「屋外制限解除」広がる 校庭・公園に震災前の元気な姿戻る

 

 東京電力福島第1原発事故に伴って県内に広がった放射能汚染から、震災前の環境を取り戻そうと、各地で除染が進んでいる。子どもたちの屋外活動は、一部で自主的な時間制限などが残るものの、校庭や公園などには元気な声が戻ってきた。住宅や道路などでも除染が進む一方、県土の広範囲を占める森林対策は進まず、「里山」の再生を求める声は大きい。除染で出た汚染土などを保管する中間貯蔵施設は整備に向けた用地取得が難航しており、課題は山積している。

 【原町一小】0.69→0.09マイクロシーベルト毎時

 放課後の原町一小(南相馬市原町区)の校庭には、野球少年たちの元気な掛け声が響く。地元の軟式野球スポーツ少年団「原町ジュニアメッツ」。冬場の現在は週2回、寒さにも負けず、伸び伸びと体を動かしている。

 震災直後、子どもたちの屋外活動を制限した南相馬市は小、中学校の屋外活動について、全ての学校の除染作業が完了し、モニタリングの結果から空間放射線量の低減が図られていることを確認。2011(平成23)年10月からは1日2時間以内、12年1月からは1日3時間以内とするなど、段階的に制限時間を拡大してきた。線量は低い値で推移していることもあり、12年4月からは体育や野外観察、部活などの屋外活動に特に制限を設けていない。

 同スポ少が活動する原町一小の線量は、原発事故から約5カ月後の11年8月1日は屋外で毎時0.68マイクロシーベルト。その後は低下を続け、今年3月1日現在では毎時0.09マイクロシーベルトとなっている。

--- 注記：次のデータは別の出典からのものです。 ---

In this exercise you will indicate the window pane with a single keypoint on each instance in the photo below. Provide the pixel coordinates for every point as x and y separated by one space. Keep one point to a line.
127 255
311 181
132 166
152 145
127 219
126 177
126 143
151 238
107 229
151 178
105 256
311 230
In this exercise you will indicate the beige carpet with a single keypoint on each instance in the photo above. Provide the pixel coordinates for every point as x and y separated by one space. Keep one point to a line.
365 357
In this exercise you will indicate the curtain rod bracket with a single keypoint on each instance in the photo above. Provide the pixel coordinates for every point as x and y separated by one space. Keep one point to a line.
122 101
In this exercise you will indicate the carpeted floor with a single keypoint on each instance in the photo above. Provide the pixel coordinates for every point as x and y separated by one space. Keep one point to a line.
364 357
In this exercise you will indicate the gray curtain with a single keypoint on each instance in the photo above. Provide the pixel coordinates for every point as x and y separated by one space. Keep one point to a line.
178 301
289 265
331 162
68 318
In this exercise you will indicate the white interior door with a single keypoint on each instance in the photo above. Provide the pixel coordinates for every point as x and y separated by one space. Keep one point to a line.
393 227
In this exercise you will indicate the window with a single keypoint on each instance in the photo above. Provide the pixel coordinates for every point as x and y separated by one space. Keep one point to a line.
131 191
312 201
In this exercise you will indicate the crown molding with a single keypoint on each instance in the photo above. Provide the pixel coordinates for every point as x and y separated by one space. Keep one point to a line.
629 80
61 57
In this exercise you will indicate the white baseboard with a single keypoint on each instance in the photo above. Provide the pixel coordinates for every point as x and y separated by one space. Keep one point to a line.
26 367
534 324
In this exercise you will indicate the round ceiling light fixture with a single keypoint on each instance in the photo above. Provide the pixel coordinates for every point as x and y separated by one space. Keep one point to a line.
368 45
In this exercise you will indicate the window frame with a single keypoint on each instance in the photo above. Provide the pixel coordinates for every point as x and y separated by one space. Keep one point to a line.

 同スポ少の佐藤英雅監督(46)は「震災後の一時期は練習場所がなく、練習のため市外に出掛けたこともあった」と、屋外活動が制限されたことを振り返る。

 チームには現在、1~6年の計21人が所属、活躍を夢見て日々、練習に励んでいる。「屋外での練習だが、線量に関して言うことはない」と佐藤監督。震災、原発事故から5年、外で元気に活動する子どもたちの姿は、本県が震災前の姿を取り戻しつつある証しかもしれない。

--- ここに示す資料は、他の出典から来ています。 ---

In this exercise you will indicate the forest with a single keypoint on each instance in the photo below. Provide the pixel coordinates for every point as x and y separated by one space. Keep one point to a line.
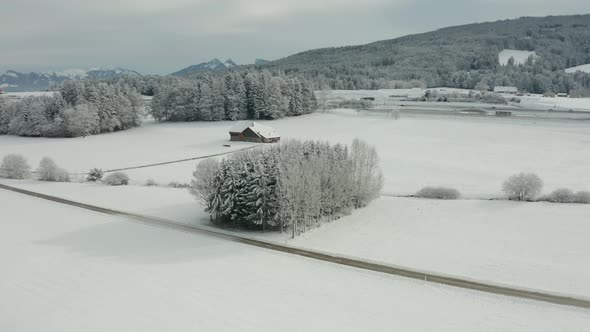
78 108
233 96
292 186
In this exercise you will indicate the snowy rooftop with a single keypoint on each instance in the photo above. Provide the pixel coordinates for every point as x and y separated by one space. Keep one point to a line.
260 129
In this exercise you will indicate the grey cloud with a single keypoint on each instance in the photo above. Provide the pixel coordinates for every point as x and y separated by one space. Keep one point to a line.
162 36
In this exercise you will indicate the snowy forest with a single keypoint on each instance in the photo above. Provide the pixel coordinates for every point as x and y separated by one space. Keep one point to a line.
233 96
459 57
292 186
78 108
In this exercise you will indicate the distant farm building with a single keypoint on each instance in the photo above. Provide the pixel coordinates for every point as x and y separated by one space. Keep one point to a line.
506 89
253 132
503 113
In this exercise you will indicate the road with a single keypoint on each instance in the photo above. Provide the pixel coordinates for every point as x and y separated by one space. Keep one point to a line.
430 277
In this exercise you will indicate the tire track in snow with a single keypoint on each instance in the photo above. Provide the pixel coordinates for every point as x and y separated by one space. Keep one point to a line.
431 277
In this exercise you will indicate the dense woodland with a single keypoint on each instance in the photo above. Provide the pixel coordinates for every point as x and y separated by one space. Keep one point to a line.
460 57
78 108
233 96
294 186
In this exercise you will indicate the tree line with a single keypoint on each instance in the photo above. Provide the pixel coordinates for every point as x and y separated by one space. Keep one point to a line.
78 108
458 57
233 96
295 185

 【福島・十六沼公園】2.0→0.15マイクロシーベルト毎時

 福島市大笹生の十六沼公園の空間放射線量は2011(平成23)年4月、サッカー場で毎時2.0マイクロシーベルトを観測。その後、12年8月に除染を行い、現在は毎時0.15マイクロシーベルトまで低減した。子どもたちが体を動かすことができる環境づくりに向け、市は同公園内に今年8月、人工芝の屋根付き運動場を新たにオープンする。

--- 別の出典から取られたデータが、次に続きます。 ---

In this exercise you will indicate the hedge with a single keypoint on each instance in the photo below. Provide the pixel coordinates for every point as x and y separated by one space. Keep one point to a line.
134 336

 除染されていない場所での子どもの活動に、保護者にはまだ、不安が残るのも事実だ。長女(3)と同公園に遊びに来るという同市の主婦(40)は「自宅近くで散歩を楽しみたいが、ホットスポットが怖くて自粛している。除染された公園でしか遊ばせていないし、帰宅後のうがい、手洗い、足洗いは欠かせない」と話した。

 【いわき・三崎公園】0.58→0.07~0.14マイクロシーベルト毎時

 いわき市内でも有数の面積を誇る三崎公園。市によると、同公園の空間放射線量は2011(平成23)年4月には毎時0.58マイクロシーベルトだったが、昨年11月の測定時には地点により毎時0.07~0.14マイクロシーベルトまで低下した。管理するいわき市公園緑地観光公社によると、海からの潮風の影響からか放射性物質の地上への降下が少なかったとみられ、除染が行われた市内の他の公園に比べて比較的低線量で推移したという。

 それでも、12年までは来場者が著しく減少したという。13年以降は徐々に増加傾向で「震災前と同じか、若干下回る程度」に回復。ただ、津波の影響で、磯遊びを楽しめるスペースは、使用できない状態が続いている。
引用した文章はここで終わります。